Published online by Cambridge University Press: 05 June 2012
Introduction
10.1.1 In this chapter we look at logics in the family of main stream relevant logics. These are obtained by employing a ternary relation to formulate the truth conditions of →. In the most basic logic, there are no constraints on the relation. Stronger logics are obtained by adding constraints.
10.1.2 We also see how these semantics can be combined with the semantics of conditional logics of chapter 5 to give an account of ceteris paribus enthymemes.
The Logic B
10.2.1 N4 and N* are relevant logics, but, as relevant logics go, they are relatively weak. Many proponents of relevant logic have thought that the relevant logics of the last chapter are too weak, on the ground that there are intuitively correct principles concerning the conditional that they do not validate.

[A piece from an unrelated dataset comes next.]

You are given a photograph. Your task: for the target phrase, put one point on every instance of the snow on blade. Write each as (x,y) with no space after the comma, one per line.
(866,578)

A way to accommodate such principles within a possible-world semantics is to use a relation on worlds to give the truth conditions of conditionals at non-normal worlds. Unlike the binary relation of modal logic, xRy, though, this relation is a ternary, that is, three-place, relation, Rxyz.
10.2.2 Intuitively, the ternary relation Rxyz means something like: for all A and B, if A → B is true at x, and A is true at y, then B is true at z. What philosophical sense to make of this, we will come back to later.